An den Wänden des sonst schmucklosen Saals erinnern farbige Nachdrucke historischer Plakate an die große Geschichte der ältesten Partei Deutschlands. Vor 50 Jahren hatte der damalige Bundesvorsitzende Erich Ollenhauer das SPD-Parteihaus an der Fischerfeldstraße eingeweiht. Der Raum erlebte viele Weichenstellungen in der jüngeren SPD-Geschichte Frankfurts. Ende 2011 besiegte hier ein gewisser Peter Feldmann knapp und überraschend seinen Konkurrenten Michael Paris im Kampf um die OB-Kandidatur.

An diesem Abend aber geht es um mehr. „Es geht um unser Überleben“, ruft Lino Leudesdorff, der stellvertretende Bundesvorsitzende des Forums Demokratische Linke 21. 
Der „Linke Gesprächskreis“ hat eingeladen, um gegen die große Koalition auf Bundesebene zu mobilisieren. Der Kreis ist so etwas wie die ideologische Herzkammer des linken Unterbezirks Frankfurt. Es sind etwa 60 Genossinnen und Genossen gekommen, darunter die Ex-Landesvorsitzende Andrea Ypsilanti und die Bundestagsabgeordnete Ulli Nissen. Interessant ist, wer nicht da ist: etwa SPD-Unterbezirkschef Mike Josef, der sich in der FR für die große Koalition ausgesprochen hatte. 

Nissen steht an diesem Abend auf verlorenem Posten, als einzige Befürworterin eines Regierungsbündnisses mit der CDU/CSU. Die temperamentvolle 59-Jährige müht sich nach Kräften, zählt alles Mögliche auf, was für den Koalitionsvertrag spreche: verschärfte Mietpreisbremse, 3,5 Milliarden Euro für den Kita-Ausbau, Mindestausbildungsvergütung. 

Doch das will niemand hören. Der Versammlung geht es „ums Ganze“, wie Andrea Ypsilanti sagt. „Dieser neoliberale Kapitalismus steckt in einer tiefen Krise“, analysiert die 60-Jährige. Die habe auch die Parteien erreicht. Der Koalitionsvertrag ändere nichts „an der Verteilung des Reichtums“ in Deutschland, er beschäftige sich „nur mit Reparaturen“ des kapitalistischen Systems. „Wir brauchen eine progressive linke Politik!“, ruft Ypsilanti. Großer Beifall. Parteiveteranen wie der 68-jährige Günther Häfner, 30 Jahre lang im Ortsbeirat 10, rechnen mit der Parteiführung in Berlin ab. „Es ist unterirdisch, wie die sich verhalten“, kritisiert Häfner und äfft den liebevollen Umgangston zwischen Martin Schulz und CSU-Chef Horst Seehofer nach: „Lieber Martin, lieber Horst.“ Auch Andrea Nahles bedeute „keine Erneuerung“. 

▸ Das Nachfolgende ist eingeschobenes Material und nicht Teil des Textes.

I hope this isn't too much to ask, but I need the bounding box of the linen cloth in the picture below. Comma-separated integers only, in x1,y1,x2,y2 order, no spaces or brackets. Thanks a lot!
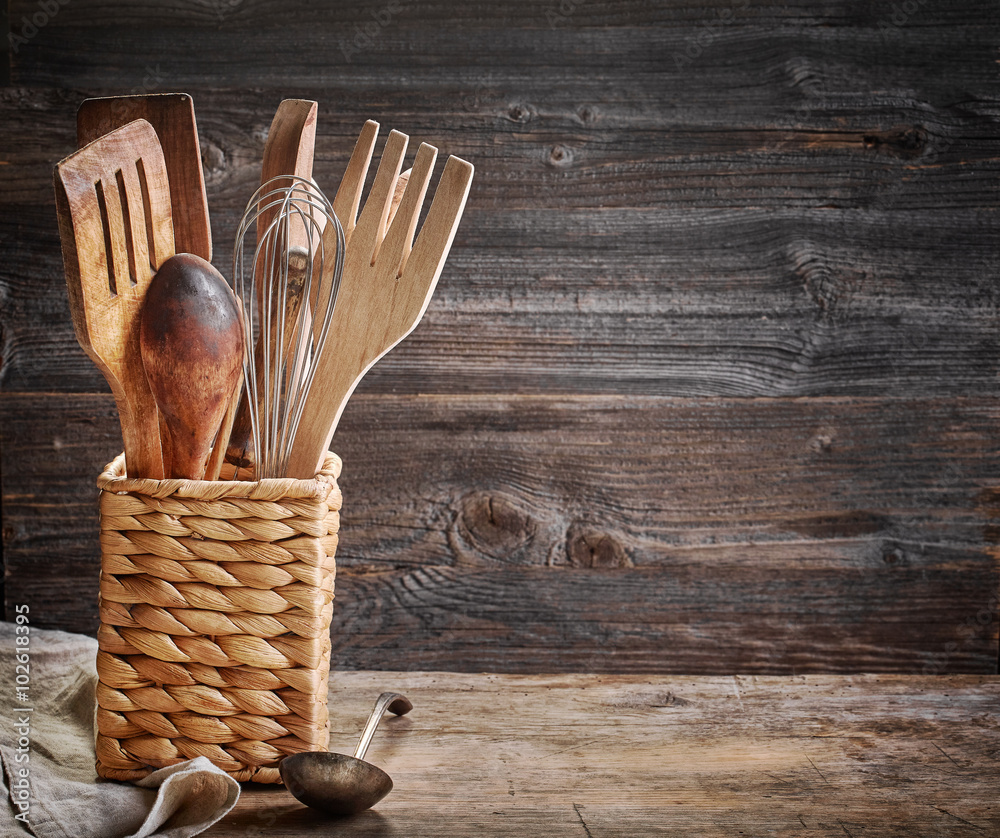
0,622,240,838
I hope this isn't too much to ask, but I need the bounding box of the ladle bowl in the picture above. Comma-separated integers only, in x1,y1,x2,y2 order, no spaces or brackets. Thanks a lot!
278,692,413,815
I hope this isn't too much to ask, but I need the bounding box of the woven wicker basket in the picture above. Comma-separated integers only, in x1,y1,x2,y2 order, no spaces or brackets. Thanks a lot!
97,454,341,783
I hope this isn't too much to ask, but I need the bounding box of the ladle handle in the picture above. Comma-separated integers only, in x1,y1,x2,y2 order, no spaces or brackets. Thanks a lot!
354,693,413,759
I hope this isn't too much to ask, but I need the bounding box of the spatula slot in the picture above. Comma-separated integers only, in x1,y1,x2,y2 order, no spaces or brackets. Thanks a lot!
94,180,118,296
135,157,158,273
115,169,139,286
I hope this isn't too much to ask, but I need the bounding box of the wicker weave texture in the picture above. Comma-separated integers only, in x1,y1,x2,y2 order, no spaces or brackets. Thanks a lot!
97,454,341,783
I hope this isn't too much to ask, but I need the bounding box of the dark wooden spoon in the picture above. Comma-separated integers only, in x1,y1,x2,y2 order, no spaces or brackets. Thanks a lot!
139,253,243,480
278,692,413,815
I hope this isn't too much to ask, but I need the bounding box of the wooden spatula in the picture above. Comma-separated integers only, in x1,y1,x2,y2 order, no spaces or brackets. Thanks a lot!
288,121,473,479
54,120,174,479
76,93,212,262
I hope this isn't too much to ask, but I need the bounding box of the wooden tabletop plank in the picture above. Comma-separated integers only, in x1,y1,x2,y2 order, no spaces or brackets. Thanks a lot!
205,672,1000,838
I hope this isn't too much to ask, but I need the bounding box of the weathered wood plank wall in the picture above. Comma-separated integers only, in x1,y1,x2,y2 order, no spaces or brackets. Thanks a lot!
0,0,1000,673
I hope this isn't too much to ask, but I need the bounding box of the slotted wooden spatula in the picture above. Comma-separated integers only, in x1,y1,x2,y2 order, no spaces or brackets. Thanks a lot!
288,121,473,479
53,120,174,479
76,93,212,262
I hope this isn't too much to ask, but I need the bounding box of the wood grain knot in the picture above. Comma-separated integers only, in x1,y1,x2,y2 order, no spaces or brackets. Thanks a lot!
566,525,634,567
863,125,928,160
790,242,860,317
458,492,538,564
548,143,573,169
507,104,535,125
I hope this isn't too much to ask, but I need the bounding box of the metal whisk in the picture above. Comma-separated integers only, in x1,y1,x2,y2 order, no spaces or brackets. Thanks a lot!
227,175,344,480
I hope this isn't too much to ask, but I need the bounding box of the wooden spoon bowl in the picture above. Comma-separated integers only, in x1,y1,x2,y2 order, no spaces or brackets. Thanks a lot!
139,253,243,480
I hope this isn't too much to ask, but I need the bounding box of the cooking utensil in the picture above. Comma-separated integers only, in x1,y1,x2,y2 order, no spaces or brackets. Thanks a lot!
226,99,318,468
139,253,243,480
76,93,212,262
287,121,473,478
53,120,174,479
230,175,344,479
278,692,413,815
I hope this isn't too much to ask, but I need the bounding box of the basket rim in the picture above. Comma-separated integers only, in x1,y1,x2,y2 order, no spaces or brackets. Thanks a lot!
97,451,343,501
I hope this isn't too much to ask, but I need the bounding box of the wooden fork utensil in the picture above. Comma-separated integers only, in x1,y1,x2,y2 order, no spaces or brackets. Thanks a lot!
53,120,174,479
288,121,473,479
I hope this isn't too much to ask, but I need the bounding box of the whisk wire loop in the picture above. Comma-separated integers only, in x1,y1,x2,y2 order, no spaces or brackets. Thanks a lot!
233,175,345,479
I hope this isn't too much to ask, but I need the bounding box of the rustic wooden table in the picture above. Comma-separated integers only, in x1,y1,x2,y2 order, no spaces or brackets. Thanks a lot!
205,672,1000,838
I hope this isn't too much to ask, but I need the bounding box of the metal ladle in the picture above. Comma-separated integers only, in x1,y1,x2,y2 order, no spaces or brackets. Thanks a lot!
278,692,413,815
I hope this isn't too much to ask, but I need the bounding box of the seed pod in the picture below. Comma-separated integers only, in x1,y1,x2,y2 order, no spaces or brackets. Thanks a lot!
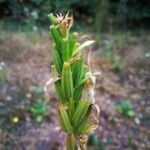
55,79,66,103
72,100,91,126
67,133,75,150
58,104,72,132
73,83,84,101
69,32,78,56
72,59,84,87
50,25,62,50
75,104,93,135
68,98,75,119
52,45,62,75
61,62,73,100
48,13,58,25
62,38,70,61
73,40,95,56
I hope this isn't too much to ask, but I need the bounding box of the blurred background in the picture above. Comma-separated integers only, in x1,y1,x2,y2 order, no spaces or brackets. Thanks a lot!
0,0,150,150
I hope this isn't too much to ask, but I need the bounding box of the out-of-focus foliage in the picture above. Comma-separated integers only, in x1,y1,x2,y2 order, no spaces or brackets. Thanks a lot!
0,0,150,30
29,99,48,123
116,101,135,117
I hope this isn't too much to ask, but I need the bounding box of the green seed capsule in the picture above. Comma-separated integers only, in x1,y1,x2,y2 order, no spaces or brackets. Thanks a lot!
61,62,73,100
50,25,62,50
62,38,70,61
52,45,62,75
58,104,72,132
74,83,84,101
48,13,58,25
67,133,75,150
55,79,66,103
69,32,78,56
73,100,91,126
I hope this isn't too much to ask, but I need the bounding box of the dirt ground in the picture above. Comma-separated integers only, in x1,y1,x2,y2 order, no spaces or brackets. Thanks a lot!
0,32,150,150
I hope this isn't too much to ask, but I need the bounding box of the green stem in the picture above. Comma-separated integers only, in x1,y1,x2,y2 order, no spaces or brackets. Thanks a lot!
67,133,76,150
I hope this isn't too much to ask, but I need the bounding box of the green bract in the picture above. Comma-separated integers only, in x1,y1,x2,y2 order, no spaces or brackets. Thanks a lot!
48,13,97,150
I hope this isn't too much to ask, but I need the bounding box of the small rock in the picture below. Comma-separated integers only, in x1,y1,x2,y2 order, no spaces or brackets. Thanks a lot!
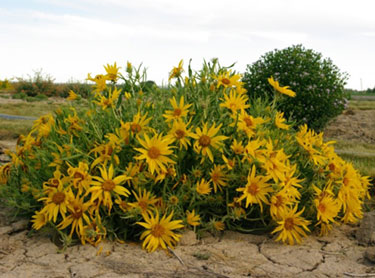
10,219,29,232
365,246,375,263
179,231,198,246
0,226,13,235
356,211,375,245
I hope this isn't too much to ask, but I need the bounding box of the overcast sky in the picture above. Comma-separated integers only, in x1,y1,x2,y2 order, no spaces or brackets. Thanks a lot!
0,0,375,89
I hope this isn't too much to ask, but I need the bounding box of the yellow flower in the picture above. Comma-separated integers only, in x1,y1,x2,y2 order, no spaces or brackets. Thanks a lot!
87,74,108,94
260,141,289,182
38,182,74,222
64,109,84,136
268,76,296,97
66,90,78,100
296,124,327,165
220,90,250,113
230,139,245,155
31,211,48,230
96,88,121,110
235,110,265,138
212,221,225,231
163,96,191,122
67,162,91,195
314,188,341,224
192,123,228,163
134,134,176,174
210,165,228,193
130,112,153,135
270,191,293,220
57,193,92,237
228,197,246,217
186,209,201,227
126,61,133,74
236,165,272,212
245,139,266,162
272,205,310,245
0,162,11,184
168,60,184,81
116,120,130,145
104,62,120,82
137,211,184,252
81,214,107,246
115,196,131,212
168,120,194,150
196,178,212,195
129,189,158,213
275,111,289,130
89,142,121,169
86,164,131,212
222,155,236,170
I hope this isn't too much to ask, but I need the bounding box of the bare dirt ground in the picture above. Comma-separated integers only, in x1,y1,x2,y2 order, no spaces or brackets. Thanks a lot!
324,110,375,144
0,208,375,278
0,97,375,278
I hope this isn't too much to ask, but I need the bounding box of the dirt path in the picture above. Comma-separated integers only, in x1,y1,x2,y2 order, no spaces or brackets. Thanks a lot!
0,206,375,278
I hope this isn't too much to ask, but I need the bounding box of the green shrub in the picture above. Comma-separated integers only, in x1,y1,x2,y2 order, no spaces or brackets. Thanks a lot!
243,45,348,131
0,79,13,90
14,70,56,97
12,92,27,99
0,59,369,252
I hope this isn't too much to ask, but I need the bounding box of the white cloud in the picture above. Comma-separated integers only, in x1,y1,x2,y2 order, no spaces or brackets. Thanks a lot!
0,0,375,88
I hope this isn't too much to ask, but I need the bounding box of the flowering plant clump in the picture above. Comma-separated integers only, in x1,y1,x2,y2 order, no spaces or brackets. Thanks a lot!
0,59,369,252
242,45,349,131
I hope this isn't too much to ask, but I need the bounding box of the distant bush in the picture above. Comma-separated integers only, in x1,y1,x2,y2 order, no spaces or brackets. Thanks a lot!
243,45,349,131
0,79,13,90
13,70,92,98
55,82,92,98
14,70,55,97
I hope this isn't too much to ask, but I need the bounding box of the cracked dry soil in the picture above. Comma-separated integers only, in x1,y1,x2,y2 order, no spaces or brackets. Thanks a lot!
0,206,375,278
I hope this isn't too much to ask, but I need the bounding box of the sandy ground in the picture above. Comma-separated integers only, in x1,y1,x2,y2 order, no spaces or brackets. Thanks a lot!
324,110,375,144
0,208,375,278
0,97,375,278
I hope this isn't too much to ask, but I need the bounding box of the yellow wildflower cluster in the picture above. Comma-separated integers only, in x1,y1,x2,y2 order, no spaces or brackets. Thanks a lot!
0,60,369,252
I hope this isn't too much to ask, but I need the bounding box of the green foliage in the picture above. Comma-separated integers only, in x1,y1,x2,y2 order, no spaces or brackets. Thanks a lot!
0,59,369,251
15,70,55,97
13,70,92,101
243,45,348,131
0,79,13,90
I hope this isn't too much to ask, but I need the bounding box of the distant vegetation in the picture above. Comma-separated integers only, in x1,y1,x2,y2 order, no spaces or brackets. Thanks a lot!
345,87,375,96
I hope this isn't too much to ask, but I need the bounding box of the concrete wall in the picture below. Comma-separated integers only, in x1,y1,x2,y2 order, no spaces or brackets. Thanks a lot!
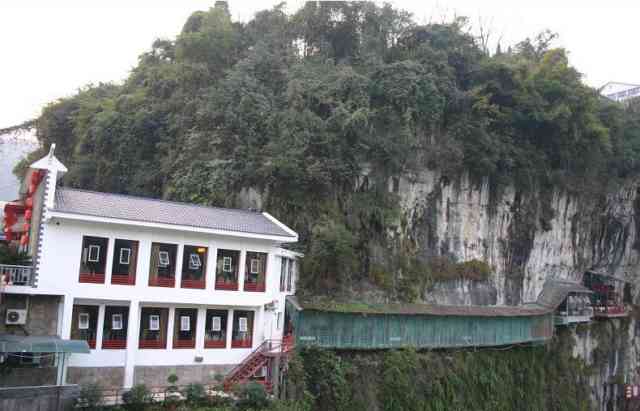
0,294,60,336
0,367,57,390
67,367,124,388
0,385,80,411
134,364,234,387
2,217,296,387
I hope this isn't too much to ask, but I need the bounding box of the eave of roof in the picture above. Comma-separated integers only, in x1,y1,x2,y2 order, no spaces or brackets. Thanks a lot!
47,188,298,242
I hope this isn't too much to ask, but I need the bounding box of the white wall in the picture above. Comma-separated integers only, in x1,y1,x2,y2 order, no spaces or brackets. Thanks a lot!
6,217,295,385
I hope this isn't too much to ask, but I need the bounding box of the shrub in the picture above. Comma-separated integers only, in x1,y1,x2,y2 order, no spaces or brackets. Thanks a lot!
237,381,269,409
78,384,102,410
182,384,207,405
122,384,153,411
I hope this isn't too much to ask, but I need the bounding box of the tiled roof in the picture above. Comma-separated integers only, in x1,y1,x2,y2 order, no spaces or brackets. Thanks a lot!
53,187,295,238
287,296,551,317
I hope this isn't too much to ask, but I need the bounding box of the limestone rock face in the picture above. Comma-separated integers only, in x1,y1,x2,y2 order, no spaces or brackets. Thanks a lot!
393,171,640,410
397,171,640,305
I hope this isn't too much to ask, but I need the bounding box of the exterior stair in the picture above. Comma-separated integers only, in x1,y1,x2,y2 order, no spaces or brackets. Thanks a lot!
223,336,293,391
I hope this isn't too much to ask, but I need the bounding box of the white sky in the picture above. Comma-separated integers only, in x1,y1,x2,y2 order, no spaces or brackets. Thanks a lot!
0,0,640,128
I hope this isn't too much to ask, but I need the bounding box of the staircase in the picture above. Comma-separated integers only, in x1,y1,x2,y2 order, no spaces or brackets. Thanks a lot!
223,336,293,391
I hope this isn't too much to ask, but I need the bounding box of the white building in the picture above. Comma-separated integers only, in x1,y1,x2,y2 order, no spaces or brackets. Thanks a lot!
0,150,298,387
600,81,640,102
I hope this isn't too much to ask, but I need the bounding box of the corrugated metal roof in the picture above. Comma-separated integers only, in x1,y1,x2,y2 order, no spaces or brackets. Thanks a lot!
287,296,551,317
0,334,90,354
53,187,295,238
537,280,593,310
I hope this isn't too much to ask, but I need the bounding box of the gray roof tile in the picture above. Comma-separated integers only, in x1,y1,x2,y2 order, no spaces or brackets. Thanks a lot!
53,187,295,238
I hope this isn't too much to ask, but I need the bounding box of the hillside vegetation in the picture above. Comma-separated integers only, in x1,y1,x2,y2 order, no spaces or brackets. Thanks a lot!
19,2,640,300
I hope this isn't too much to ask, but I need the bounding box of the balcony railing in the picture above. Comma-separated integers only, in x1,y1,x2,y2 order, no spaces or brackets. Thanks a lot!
0,264,33,285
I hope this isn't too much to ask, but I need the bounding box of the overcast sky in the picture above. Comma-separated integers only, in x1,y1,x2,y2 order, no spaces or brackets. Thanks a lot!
0,0,640,128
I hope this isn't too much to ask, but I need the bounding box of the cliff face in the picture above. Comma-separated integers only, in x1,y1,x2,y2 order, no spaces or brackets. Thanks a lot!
397,171,640,409
399,171,640,305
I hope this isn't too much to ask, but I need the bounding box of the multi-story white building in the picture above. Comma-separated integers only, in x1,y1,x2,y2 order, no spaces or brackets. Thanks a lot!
0,150,298,387
600,81,640,102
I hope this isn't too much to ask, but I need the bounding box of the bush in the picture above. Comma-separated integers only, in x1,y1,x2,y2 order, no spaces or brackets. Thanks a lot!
77,384,102,410
122,384,153,411
237,381,269,409
182,384,207,405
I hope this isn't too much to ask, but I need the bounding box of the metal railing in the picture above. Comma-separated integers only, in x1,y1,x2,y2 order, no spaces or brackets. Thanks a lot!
0,264,33,285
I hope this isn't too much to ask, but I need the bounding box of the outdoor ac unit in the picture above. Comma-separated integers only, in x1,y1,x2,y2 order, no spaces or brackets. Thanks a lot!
5,308,27,325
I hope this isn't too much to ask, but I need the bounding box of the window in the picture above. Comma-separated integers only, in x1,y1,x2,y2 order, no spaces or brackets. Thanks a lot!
149,243,178,287
287,259,295,291
111,239,138,285
211,317,222,331
71,305,98,349
251,258,260,274
238,317,247,333
149,315,160,331
120,248,131,265
79,236,109,283
158,251,170,267
189,254,202,270
280,257,289,291
173,308,198,348
87,244,100,263
111,314,123,330
78,313,89,330
139,307,169,348
231,310,254,348
181,245,207,289
102,306,129,350
204,310,228,348
222,257,233,273
244,251,267,291
216,249,240,290
180,315,191,331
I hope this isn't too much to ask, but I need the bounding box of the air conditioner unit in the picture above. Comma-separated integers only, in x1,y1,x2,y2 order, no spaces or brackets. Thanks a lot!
5,308,27,325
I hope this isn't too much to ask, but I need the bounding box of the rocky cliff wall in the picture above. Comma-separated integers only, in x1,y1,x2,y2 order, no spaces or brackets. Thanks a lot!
397,171,640,305
396,171,640,410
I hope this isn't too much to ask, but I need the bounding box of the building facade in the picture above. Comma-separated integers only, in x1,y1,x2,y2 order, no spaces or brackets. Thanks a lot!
0,148,298,388
600,81,640,103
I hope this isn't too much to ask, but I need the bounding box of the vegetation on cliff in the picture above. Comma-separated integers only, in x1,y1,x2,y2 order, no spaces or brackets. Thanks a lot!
12,2,640,300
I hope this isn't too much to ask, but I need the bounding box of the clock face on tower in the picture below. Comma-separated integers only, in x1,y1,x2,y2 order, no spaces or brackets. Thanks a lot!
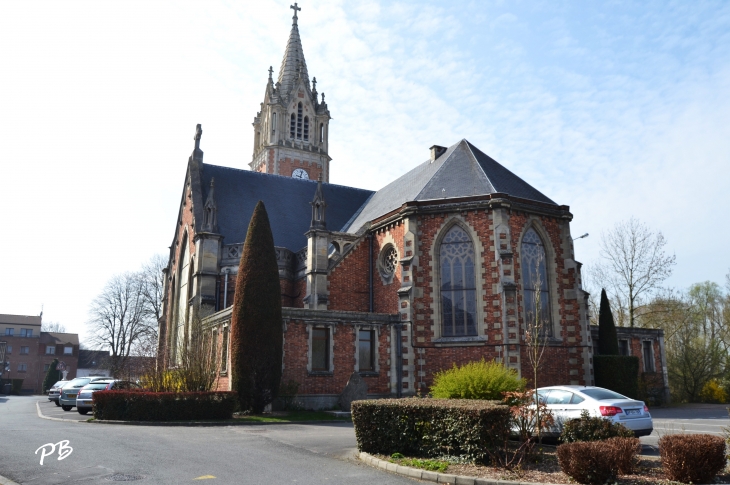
291,168,309,180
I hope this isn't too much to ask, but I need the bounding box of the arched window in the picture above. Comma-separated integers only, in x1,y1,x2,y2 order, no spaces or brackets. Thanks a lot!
297,103,303,140
439,226,477,337
521,228,552,336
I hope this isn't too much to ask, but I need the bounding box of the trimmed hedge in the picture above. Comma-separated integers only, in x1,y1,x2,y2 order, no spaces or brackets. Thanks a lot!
92,391,238,421
352,398,511,462
593,355,639,399
659,434,726,483
560,411,634,443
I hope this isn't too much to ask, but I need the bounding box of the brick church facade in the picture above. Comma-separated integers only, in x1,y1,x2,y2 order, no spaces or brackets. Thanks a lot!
160,4,664,408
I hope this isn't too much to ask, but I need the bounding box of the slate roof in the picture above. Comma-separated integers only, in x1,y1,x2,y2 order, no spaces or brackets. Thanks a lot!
345,140,557,232
201,163,373,251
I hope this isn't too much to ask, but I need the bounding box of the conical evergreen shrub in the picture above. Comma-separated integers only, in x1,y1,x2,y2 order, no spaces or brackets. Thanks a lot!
231,201,284,413
598,289,618,355
43,359,60,393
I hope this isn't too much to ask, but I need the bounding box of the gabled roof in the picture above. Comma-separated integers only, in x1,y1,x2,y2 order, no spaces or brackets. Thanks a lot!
201,164,372,251
345,140,557,232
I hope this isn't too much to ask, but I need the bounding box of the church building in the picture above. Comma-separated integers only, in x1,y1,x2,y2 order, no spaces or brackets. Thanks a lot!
160,4,608,408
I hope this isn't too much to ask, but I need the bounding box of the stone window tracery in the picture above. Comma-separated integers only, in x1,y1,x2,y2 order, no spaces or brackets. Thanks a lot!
439,226,477,337
521,228,553,337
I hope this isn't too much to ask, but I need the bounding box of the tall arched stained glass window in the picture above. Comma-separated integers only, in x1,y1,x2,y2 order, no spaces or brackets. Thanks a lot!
522,229,553,336
439,226,477,337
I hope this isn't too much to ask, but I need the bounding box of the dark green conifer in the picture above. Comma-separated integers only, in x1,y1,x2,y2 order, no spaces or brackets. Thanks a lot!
43,359,60,393
231,201,284,413
598,289,619,355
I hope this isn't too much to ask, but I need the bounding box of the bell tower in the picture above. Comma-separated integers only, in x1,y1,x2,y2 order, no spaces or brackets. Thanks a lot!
249,3,331,182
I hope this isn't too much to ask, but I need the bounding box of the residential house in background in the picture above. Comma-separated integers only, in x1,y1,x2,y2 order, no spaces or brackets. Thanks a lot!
0,314,79,394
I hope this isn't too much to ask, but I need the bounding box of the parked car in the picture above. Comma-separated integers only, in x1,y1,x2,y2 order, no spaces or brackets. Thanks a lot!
48,380,69,406
76,379,142,414
537,386,654,437
58,376,109,411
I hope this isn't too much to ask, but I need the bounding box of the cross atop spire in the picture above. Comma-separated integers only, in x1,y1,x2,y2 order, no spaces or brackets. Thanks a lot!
289,2,302,25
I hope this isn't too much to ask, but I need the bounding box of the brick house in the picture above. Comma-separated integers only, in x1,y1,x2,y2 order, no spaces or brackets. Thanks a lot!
159,10,616,408
0,315,79,394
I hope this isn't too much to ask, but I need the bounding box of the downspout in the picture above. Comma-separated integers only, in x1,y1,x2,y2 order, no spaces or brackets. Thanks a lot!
223,268,229,310
368,232,375,313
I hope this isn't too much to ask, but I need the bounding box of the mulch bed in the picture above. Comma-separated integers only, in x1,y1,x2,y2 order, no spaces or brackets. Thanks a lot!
376,446,730,485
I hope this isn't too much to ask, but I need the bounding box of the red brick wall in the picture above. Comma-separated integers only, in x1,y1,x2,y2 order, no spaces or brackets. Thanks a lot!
327,238,366,312
282,321,390,394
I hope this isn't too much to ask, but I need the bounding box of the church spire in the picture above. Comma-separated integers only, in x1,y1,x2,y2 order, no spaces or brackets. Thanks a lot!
278,3,309,96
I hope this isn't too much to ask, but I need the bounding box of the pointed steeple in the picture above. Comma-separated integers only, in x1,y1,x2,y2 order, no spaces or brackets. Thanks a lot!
309,175,327,229
191,124,203,162
203,178,218,232
278,3,309,96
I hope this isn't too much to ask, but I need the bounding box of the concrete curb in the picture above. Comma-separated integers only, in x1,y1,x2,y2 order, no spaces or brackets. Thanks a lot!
358,451,552,485
37,401,352,426
0,475,20,485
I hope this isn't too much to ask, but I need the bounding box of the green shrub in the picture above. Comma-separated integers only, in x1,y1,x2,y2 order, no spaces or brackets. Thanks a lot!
352,398,510,462
557,441,618,485
700,379,727,404
231,201,284,414
431,359,525,400
41,359,60,394
560,410,634,443
92,391,238,421
659,434,726,483
593,355,639,399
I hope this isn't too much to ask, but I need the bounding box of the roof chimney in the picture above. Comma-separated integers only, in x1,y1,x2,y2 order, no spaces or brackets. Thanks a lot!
429,145,446,162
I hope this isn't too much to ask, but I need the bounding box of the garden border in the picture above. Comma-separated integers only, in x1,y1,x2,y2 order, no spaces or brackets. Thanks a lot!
358,451,554,485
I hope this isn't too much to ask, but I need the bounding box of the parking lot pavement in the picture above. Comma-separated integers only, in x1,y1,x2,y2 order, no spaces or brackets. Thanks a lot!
38,398,89,421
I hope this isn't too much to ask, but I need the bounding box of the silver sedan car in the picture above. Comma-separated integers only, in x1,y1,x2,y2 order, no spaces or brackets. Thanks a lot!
537,386,654,436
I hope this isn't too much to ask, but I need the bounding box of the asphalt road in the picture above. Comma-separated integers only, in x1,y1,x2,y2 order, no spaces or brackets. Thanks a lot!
0,396,417,485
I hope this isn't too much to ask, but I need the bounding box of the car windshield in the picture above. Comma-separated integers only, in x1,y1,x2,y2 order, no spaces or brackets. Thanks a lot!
83,382,109,391
580,388,629,401
69,379,91,387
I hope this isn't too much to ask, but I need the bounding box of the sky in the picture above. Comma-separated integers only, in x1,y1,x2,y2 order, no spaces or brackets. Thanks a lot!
0,0,730,340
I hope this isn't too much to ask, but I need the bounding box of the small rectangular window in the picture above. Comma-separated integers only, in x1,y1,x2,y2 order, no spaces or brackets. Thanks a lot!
312,328,330,372
221,327,228,372
358,330,375,372
618,340,630,355
641,340,655,372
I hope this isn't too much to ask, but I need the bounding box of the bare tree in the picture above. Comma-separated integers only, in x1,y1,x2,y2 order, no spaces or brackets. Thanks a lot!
135,254,167,357
88,273,157,376
525,253,552,443
41,322,66,333
594,217,676,327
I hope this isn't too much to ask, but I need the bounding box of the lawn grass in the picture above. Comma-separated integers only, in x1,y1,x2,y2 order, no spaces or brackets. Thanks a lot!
235,411,352,423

Ein anderer Genosse fragt: „Was haben wir für Leute in die Führung gewählt, so Dummbeutel?“ Der Gewerkschafter Michael Altmann von der SPD-Arbeitsgemeinschaft für Arbeitnehmerfragen nennt den Koalitionsvertrag „eine große Seifenblase“, er bringe keine wirkliche Veränderung. Ein älterer Migrant, „seit 33 Jahren Mitglied“, wirft der SPD-Spitze in Berlin vor, der Partei geschadet zu haben „mit ihrer neoliberalen Politik“. Großer Applaus. Ulli Nissen ahnt: „Ich bin in einer schwierigen Situation.“ 

Selbst ihr Appell, es existiere „eine nationalkonservative Mehrheit im Bundestag“, gegen die etwas getan werden müsse, verhallt. „Lasst euch keine Angst machen!“, ruft Günther Häfner. Noch zehn Tage bis zum Ende des SPD-Mitgliederentscheids. Im Saal wissen alle schon, wie sie abstimmen.